Crónicas

A crueldade da normalidade

Normalizar o que é desumano é perpetuar hábitos doentios. O que consideramos ser ‘normal’ pode afinal, ser cruelmente anormal quando visto à luz da consciência. Como lembrou Carl Yung, até tornamos consciente, o inconsciente vai conduzir a nossa vida e chamamos-lhe destino.

Ah, isso é normal”, escutamos e dizemos com facilidade e frequência. Regra geral, com muito pouca ou até nenhuma consciência. Dito tantas vezes que se torna um hábito.
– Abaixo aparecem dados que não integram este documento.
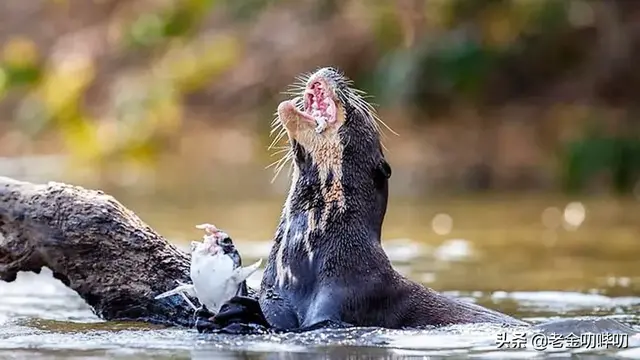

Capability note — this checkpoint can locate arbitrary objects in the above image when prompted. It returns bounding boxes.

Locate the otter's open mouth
[304,80,337,128]
[279,78,338,134]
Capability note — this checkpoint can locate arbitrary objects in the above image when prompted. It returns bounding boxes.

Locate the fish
[154,223,262,315]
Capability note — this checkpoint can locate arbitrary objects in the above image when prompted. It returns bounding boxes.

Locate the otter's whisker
[269,127,282,138]
[374,116,398,137]
[347,90,399,138]
[269,122,285,136]
[269,130,286,145]
[268,134,287,151]
[273,156,291,175]
[270,149,290,157]
[270,151,293,183]
[284,86,306,92]
[295,72,312,82]
[270,134,285,147]
[266,154,289,170]
[265,159,281,170]
[269,146,290,156]
[285,87,306,94]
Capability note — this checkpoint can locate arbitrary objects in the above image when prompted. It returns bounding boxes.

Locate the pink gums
[303,81,337,124]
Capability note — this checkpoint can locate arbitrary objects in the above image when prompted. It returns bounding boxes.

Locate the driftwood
[0,176,196,326]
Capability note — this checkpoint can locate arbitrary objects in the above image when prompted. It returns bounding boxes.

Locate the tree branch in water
[0,176,195,326]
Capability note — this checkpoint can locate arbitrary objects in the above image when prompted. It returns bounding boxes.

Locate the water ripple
[2,256,640,358]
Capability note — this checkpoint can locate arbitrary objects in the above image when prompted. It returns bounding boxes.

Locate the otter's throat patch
[295,127,346,231]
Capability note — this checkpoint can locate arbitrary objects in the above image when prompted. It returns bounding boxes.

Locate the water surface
[2,189,640,359]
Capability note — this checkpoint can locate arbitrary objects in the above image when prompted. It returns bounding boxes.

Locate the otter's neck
[280,153,387,245]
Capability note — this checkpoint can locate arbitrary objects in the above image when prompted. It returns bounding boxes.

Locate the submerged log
[0,176,195,327]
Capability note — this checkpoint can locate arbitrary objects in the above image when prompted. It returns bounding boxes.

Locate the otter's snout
[277,72,344,140]
[277,99,315,128]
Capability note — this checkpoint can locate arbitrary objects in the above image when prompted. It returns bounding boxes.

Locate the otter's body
[255,67,523,329]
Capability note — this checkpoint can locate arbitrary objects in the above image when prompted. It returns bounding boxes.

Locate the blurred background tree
[0,0,639,197]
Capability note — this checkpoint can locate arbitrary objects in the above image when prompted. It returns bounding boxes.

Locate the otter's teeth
[315,117,328,134]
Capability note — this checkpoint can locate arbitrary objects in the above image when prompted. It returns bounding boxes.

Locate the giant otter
[195,67,637,336]
[195,67,525,332]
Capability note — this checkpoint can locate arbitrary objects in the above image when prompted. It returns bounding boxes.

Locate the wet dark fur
[257,67,524,329]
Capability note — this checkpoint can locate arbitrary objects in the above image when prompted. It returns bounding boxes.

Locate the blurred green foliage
[4,0,240,171]
[0,38,42,92]
[373,0,576,112]
[562,129,640,194]
[125,0,217,48]
[0,0,638,193]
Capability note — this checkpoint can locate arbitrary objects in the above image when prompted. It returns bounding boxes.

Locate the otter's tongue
[304,81,337,127]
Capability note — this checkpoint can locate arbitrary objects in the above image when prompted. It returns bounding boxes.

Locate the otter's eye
[378,160,392,179]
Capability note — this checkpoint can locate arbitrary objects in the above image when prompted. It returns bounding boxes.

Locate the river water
[1,181,640,358]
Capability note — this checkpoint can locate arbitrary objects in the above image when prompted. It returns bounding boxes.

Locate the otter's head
[273,67,392,237]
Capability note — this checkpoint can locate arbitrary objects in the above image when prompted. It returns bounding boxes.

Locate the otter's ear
[377,160,392,179]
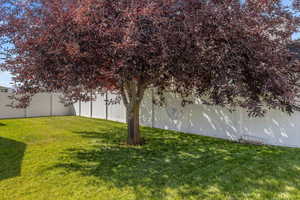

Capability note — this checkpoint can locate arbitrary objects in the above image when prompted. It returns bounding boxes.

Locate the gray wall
[0,92,74,119]
[74,90,300,148]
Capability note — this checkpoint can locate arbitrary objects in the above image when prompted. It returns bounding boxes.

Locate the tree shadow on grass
[0,137,26,181]
[53,124,300,199]
[0,123,6,126]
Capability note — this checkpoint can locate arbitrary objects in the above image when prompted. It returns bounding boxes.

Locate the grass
[0,117,300,200]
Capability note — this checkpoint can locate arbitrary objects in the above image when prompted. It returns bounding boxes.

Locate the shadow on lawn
[54,123,300,199]
[0,137,26,181]
[0,123,6,126]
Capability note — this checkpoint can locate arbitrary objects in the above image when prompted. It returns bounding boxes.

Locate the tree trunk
[120,80,146,145]
[126,102,143,145]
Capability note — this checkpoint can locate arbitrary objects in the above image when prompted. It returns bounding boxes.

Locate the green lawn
[0,117,300,200]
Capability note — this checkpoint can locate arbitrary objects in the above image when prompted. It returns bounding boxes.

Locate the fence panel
[0,92,74,119]
[92,93,107,119]
[80,100,91,118]
[153,92,240,141]
[0,93,25,119]
[140,89,154,127]
[239,108,300,147]
[107,93,126,123]
[52,93,75,116]
[27,93,51,117]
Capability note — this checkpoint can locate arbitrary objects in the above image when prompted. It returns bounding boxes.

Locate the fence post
[90,92,93,118]
[24,107,27,118]
[79,100,81,116]
[105,92,108,120]
[50,93,53,116]
[239,109,243,140]
[151,88,155,128]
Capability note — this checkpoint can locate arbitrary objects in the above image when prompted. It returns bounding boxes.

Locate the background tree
[1,0,300,145]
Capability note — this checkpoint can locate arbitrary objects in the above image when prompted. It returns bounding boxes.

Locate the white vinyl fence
[74,90,300,148]
[0,92,74,119]
[1,90,299,148]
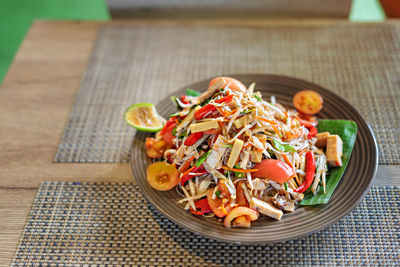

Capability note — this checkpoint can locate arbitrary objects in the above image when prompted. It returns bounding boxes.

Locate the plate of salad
[126,74,378,244]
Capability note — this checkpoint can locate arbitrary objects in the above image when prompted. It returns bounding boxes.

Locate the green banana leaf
[300,120,358,205]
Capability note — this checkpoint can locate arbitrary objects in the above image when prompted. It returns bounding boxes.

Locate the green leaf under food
[300,120,358,205]
[195,150,212,167]
[186,89,201,97]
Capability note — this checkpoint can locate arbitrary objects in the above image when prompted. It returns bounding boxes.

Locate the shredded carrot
[256,116,278,125]
[286,128,302,140]
[216,107,227,116]
[224,108,238,117]
[272,125,281,137]
[180,165,195,179]
[243,143,252,149]
[282,153,294,169]
[282,153,298,184]
[221,166,259,173]
[173,117,180,125]
[179,156,196,175]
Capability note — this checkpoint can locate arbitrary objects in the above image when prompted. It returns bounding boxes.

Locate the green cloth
[0,0,109,85]
[350,0,386,22]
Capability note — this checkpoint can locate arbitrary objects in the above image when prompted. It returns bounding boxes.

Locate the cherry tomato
[224,207,259,228]
[147,162,178,191]
[252,159,295,184]
[209,77,247,93]
[293,90,323,115]
[206,188,233,218]
[145,137,167,158]
[236,181,248,207]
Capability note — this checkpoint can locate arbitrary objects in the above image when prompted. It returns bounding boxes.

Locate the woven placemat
[12,182,399,266]
[55,23,400,164]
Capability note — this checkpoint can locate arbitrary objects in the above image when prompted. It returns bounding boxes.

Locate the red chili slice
[184,132,204,146]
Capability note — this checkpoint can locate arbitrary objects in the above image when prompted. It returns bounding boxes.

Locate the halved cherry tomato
[145,137,168,158]
[252,159,295,184]
[147,162,178,191]
[209,77,247,93]
[218,179,230,197]
[236,181,248,207]
[224,207,259,228]
[206,188,233,218]
[293,90,323,115]
[184,132,204,146]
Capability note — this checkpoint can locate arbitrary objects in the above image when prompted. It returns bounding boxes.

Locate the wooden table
[0,20,399,265]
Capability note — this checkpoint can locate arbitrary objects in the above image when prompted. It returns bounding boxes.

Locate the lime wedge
[124,103,165,132]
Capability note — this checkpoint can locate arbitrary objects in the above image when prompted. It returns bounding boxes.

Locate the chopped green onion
[201,98,211,106]
[172,126,177,136]
[169,112,180,117]
[215,190,222,199]
[234,164,245,178]
[186,89,201,97]
[284,182,288,191]
[223,144,233,148]
[195,150,212,167]
[178,131,187,139]
[253,95,261,101]
[272,139,295,153]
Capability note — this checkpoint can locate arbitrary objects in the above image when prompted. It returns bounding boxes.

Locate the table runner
[12,182,399,266]
[55,23,400,164]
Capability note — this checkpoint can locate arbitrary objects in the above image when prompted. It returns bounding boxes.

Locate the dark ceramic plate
[130,74,378,244]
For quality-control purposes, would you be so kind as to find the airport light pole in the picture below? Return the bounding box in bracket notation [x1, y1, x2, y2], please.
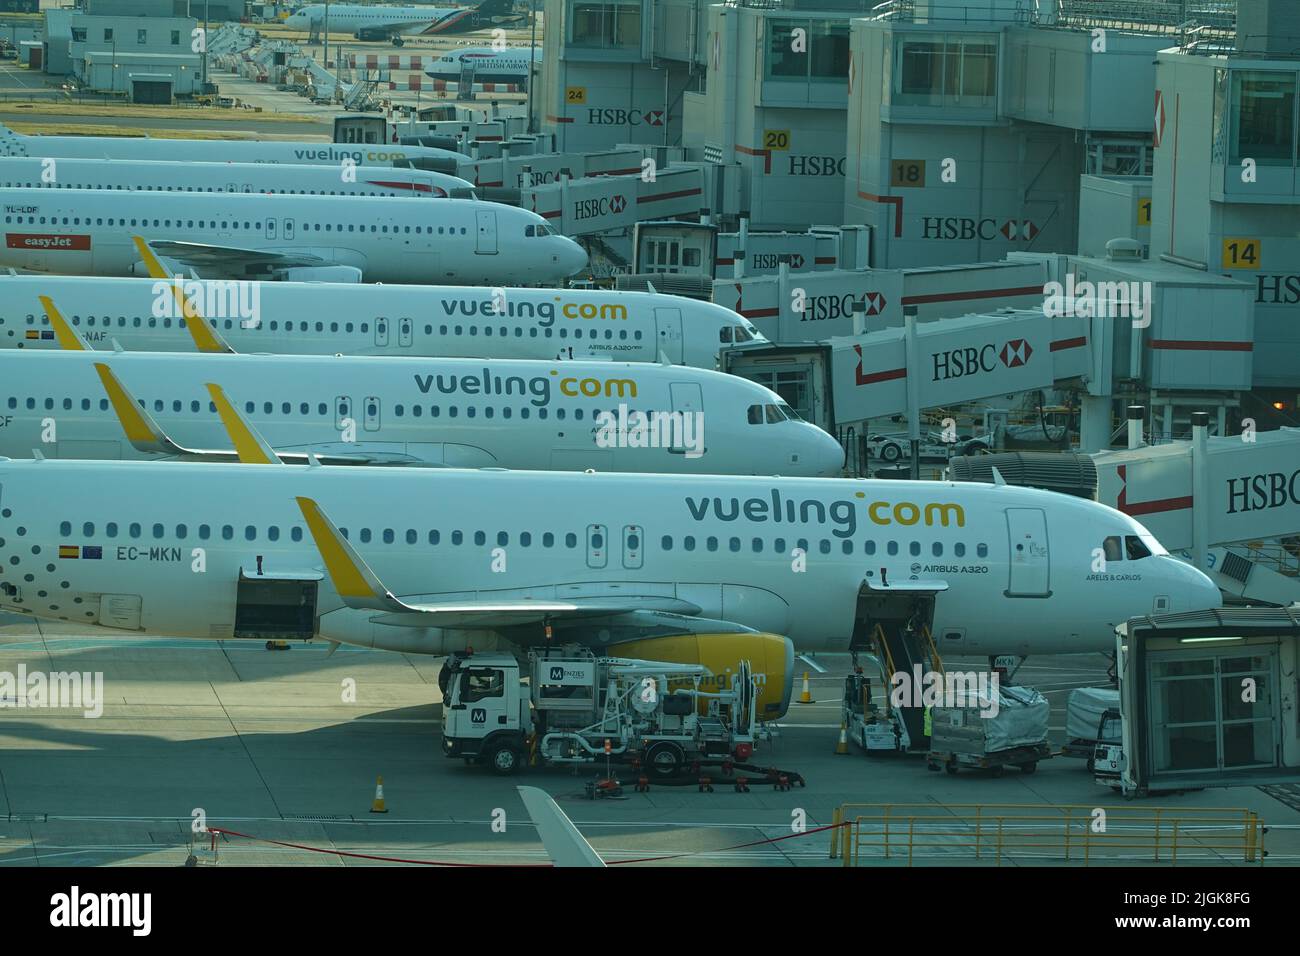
[526, 1, 537, 132]
[201, 0, 210, 92]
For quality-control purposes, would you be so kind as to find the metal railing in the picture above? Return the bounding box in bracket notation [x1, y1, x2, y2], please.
[830, 803, 1266, 866]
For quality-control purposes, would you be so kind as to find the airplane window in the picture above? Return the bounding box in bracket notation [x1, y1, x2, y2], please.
[291, 528, 302, 543]
[44, 398, 54, 410]
[301, 404, 309, 415]
[497, 532, 509, 547]
[176, 525, 187, 540]
[268, 527, 279, 542]
[191, 401, 200, 413]
[451, 531, 463, 545]
[1102, 536, 1123, 562]
[566, 533, 578, 548]
[752, 538, 764, 553]
[765, 404, 785, 423]
[955, 543, 966, 557]
[412, 406, 422, 418]
[543, 533, 555, 548]
[5, 399, 13, 410]
[910, 542, 921, 556]
[428, 531, 440, 545]
[865, 540, 876, 555]
[520, 533, 532, 547]
[395, 405, 404, 417]
[842, 541, 854, 555]
[199, 525, 210, 540]
[83, 522, 95, 536]
[449, 407, 458, 418]
[819, 540, 831, 554]
[887, 541, 898, 555]
[977, 544, 988, 557]
[245, 402, 254, 413]
[776, 537, 787, 553]
[474, 531, 486, 546]
[406, 530, 417, 545]
[683, 536, 695, 552]
[130, 523, 142, 538]
[467, 407, 477, 419]
[106, 523, 117, 538]
[729, 537, 741, 553]
[383, 530, 394, 544]
[244, 527, 256, 541]
[264, 403, 273, 414]
[222, 526, 233, 540]
[747, 404, 763, 425]
[933, 542, 943, 556]
[797, 538, 810, 552]
[484, 408, 495, 420]
[63, 399, 72, 411]
[60, 521, 71, 536]
[720, 327, 733, 343]
[1125, 535, 1152, 560]
[360, 529, 371, 543]
[431, 407, 440, 418]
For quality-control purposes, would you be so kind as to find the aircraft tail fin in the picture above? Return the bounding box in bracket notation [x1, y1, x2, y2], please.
[39, 295, 92, 351]
[130, 236, 237, 355]
[93, 363, 189, 457]
[205, 383, 283, 465]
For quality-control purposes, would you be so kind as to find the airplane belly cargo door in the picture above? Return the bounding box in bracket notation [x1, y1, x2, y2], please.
[475, 211, 498, 254]
[1005, 507, 1051, 597]
[234, 569, 321, 641]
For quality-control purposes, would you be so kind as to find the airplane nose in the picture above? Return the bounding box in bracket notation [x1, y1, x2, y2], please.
[557, 239, 587, 277]
[811, 427, 846, 477]
[1170, 556, 1223, 613]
Escutamos, dizemos isso e dizemos também: “é mesmo assim”. Ou “sempre foi assim”. Ou ainda, “nem vale a pena”. Podíamos acrescentar “já fiz tudo”.

Expressões como estas que parecem tão normais, comuns, inofensivas e aceitáveis podem, afinal, ser uma grandessíssima crueldade. Podem aparecer como uma ténue manipulação da consciência individual e coletiva a justificar a manutenção de uma maioria, de uma supremacia, de um inconsciente coletivo que é francamente pior que uma tortura em lume brando. 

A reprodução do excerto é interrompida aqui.